Ein Bekannter erzählte mir folgende Episode:
Er war mit seinen Kindern zu Hause. Da seine älteste Tochter gerade sehr an Musikinstrumenten interessiert ist, hat er mit ihnen ein Orchesterkonzert angesehen. Er erzählt, dass das Spielen von Trompeten ihn immer ein wenig sentimental macht, und er beim Hören öfter Tränen in den Augen hat. Aber, betonte er, dass er mit aller Kraft versucht hat, dies vor seinen Kindern zu unterdrücken. Ich habe ihn darauf nach dem Grund gefragt und er meinte nur: „Ich kann doch vor den Kindern nicht weinen!“
Eltern ohne Gefühle
Diesem Irrglauben unterliegen viele Erwachsene. Sie vertreten die Ansicht, dass sie vor ihren Kindern jegliche Gefühlsregung zurückhalten müssen. Sie dürfen keine Angst haben, keinen Ärger verspüren und schon gar keine Tränen zeigen – sei es auch nur aus Rührung. Doch was würde dies für unsere Kinder bedeuten? Sie hätten völlig emotionslose Eltern. Sie hätten Eltern, die immer nur gut gelaunt, aber nicht authentisch sind. Und sie hätten keine Vorbilder dahingehend, wie man adäquat mit Gefühlen umgehen kann.
Gefühle gehören raus!
Es ist natürlich richtig, dass Eltern ihre Kinder nicht mit ihren Gefühlen belasten sollen. Sie sind nicht alt genug, um das tragen zu können. Aber zu den Aufgaben von Eltern gehört es, ihren Kindern vorzuleben, wie man mit Gefühlen umgeht. Und wenn eine Situation sie ängstig, dann müssen sie das zeigen. Wenn sie sich über etwas ärgern, dann darf das sein. Wichtig dabei bleibt nur, den Kindern zu erklären, was passiert. Und wenn mich ein Konzert zu Tränen rührt, dann dürfen diese auch über meine Wangen laufen.

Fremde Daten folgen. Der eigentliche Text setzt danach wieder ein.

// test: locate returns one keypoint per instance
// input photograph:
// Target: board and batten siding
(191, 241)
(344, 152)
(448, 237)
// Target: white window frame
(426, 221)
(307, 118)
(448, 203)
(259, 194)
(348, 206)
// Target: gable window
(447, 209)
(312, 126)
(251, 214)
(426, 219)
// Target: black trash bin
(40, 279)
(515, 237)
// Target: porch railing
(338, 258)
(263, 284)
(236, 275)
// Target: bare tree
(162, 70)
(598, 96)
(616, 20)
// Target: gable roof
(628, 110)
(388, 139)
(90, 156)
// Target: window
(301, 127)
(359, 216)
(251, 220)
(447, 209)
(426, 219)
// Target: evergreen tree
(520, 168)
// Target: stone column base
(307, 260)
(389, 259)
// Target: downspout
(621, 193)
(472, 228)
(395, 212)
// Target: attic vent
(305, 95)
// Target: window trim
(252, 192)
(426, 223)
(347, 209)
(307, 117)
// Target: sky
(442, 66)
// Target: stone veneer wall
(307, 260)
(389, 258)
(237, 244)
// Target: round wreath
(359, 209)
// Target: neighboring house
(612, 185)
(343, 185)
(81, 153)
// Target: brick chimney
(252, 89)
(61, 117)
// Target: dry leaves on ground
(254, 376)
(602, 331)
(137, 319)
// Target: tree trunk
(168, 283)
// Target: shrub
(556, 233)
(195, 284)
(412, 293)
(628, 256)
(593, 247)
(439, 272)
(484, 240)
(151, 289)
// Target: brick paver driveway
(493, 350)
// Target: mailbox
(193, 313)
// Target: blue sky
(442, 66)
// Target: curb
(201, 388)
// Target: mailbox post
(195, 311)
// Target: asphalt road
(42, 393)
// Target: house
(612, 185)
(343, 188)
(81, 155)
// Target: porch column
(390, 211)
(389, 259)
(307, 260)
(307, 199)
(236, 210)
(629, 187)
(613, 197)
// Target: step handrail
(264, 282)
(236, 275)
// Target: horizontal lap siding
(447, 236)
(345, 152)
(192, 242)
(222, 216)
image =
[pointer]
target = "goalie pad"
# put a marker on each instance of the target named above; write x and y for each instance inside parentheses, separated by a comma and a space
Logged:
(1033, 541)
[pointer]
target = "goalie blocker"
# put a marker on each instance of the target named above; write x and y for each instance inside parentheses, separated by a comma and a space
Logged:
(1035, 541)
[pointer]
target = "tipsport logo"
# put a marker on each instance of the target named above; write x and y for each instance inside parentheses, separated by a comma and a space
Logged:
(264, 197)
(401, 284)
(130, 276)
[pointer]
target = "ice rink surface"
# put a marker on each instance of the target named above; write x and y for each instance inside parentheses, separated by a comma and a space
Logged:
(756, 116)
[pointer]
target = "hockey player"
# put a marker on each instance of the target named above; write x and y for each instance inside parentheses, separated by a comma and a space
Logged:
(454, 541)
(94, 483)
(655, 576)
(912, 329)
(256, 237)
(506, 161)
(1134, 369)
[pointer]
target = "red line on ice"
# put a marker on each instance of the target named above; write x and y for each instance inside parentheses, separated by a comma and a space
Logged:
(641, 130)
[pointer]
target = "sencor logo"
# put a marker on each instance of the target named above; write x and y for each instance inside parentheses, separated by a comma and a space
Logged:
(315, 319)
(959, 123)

Die Gefahr der Emotionslosigkeit
Eine wichtige Lebensaufgabe für Menschen besteht darin, ihre Gefühle benennen zu können. Denn nur so können sie einen Weg finden, mit ihnen umzugehen. Wächst man mit Eltern auf, die nur darauf bedacht sind, dem Kind gegenüber keine Gefühle zu zeigen, nimmt man ihnen ein wichtiges Lernumfeld. Und Kinder wollen in einem Zuhause aufwachsen, in dem laut gelacht wird, in dem bei einer gruseligen Geschichte alle große Augen bekommen oder in dem bei einem traurigen Anlass auch Tränen erlaubt sind.